How do you implement custom health checks and readiness/liveness probes for Kubernetes?

9 minadvancedhealth-checkskubernetesreadiness-liveness

Quick Answer

A custom health check is a Spring bean implementing HealthIndicator (or the reactive ReactiveHealthIndicator), whose health() method reports UP/DOWN status plus optional detail for a specific dependency (a downstream service, a critical cache) — Actuator automatically aggregates all registered health indicators into the overall /actuator/health result. Spring Boot's built-in 'liveness' and 'readiness' health groups map directly onto Kubernetes' liveness and readiness probe concepts: liveness answers 'should this pod be restarted' (is the app in a broken, unrecoverable state), while readiness answers 'should this pod receive traffic right now' (is it fully initialized and its dependencies reachable) — exposed as separate, dedicated endpoints Kubernetes can poll directly.

Detailed Answer

Custom health indicators let you report the health of application-specific dependencies beyond Spring Boot's automatically-detected defaults (database, disk space):

@Component
class PaymentGatewayHealthIndicator implements HealthIndicator {
    private final PaymentGatewayClient client;

    @Override
    public Health health() {
        try {
            client.ping();
            return Health.up().withDetail("gateway", "reachable").build();
        } catch (Exception e) {
            return Health.down(e).withDetail("gateway", "unreachable").build();
        }
    }
}

Actuator automatically discovers and aggregates every registered HealthIndicator bean into the overall /actuator/health response — if any indicator reports DOWN, the aggregated overall status is DOWN by default.
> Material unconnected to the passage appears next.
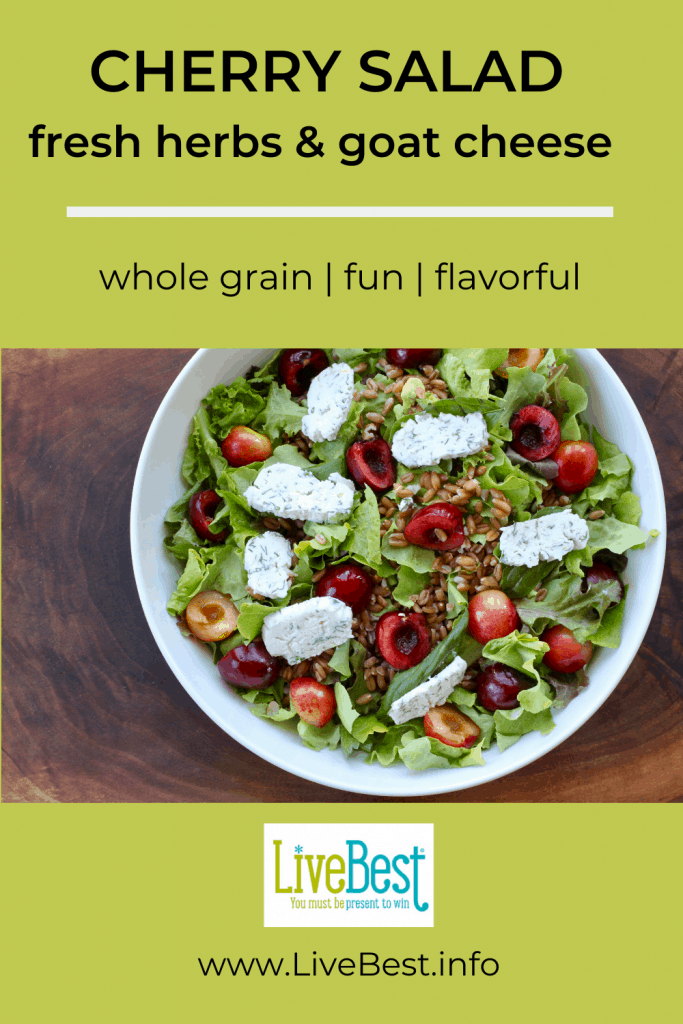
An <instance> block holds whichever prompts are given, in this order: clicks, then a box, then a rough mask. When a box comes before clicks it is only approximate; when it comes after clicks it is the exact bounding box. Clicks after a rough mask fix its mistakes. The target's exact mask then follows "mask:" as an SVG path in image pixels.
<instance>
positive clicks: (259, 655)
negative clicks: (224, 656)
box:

Kubernetes liveness vs. readiness — and why they're genuinely different questions:

  • Liveness asks: "is this instance in a broken state that a restart would fix?" — e.g., deadlocked, stuck in an infinite loop, or otherwise unable to make forward progress. A failed liveness probe causes Kubernetes to kill and restart the pod.
  • Readiness asks: "is this instance ready to receive traffic right now?" — e.g., has it finished its startup sequence, warmed up its caches, and can it currently reach its required dependencies? A failed readiness probe doesn't restart the pod — it just tells Kubernetes to stop routing traffic to it temporarily until it reports ready again (useful during startup, or a transient dependency outage that will self-resolve).

Spring Boot Actuator has built-in support for exactly this distinction via health groups, auto-enabled in Kubernetes-detected environments:

management.endpoint.health.probes.enabled=true
management.health.livenessstate.enabled=true
management.health.readinessstate.enabled=true

This exposes two dedicated endpoints:

  • /actuator/health/liveness — reflects the application's internal liveness state (Spring Boot's LivenessState, which application code can explicitly mark as BROKEN if it detects an unrecoverable internal condition).
  • /actuator/health/readiness — aggregates readiness-relevant health indicators (has the app fully started, can it reach its critical dependencies) — this is where a custom indicator like the PaymentGatewayHealthIndicator above would typically be classified, since "can't reach the payment gateway" is a reason to stop routing traffic here, not a reason to restart the pod.
# Kubernetes deployment manifest
livenessProbe:
  httpGet: { path: /actuator/health/liveness, port: 8080 }
readinessProbe:
  httpGet: { path: /actuator/health/readiness, port: 8080 }

Why the distinction matters in practice: conflating the two (e.g., pointing both probes at the same generic /actuator/health) can cause a genuinely bad outcome — a transient, self-recovering dependency outage (which should only affect readiness, pausing traffic briefly) instead triggers a full pod restart via the liveness probe, needlessly discarding the instance's warmed-up state and potentially making an already-degraded situation worse by cycling pods that weren't actually broken.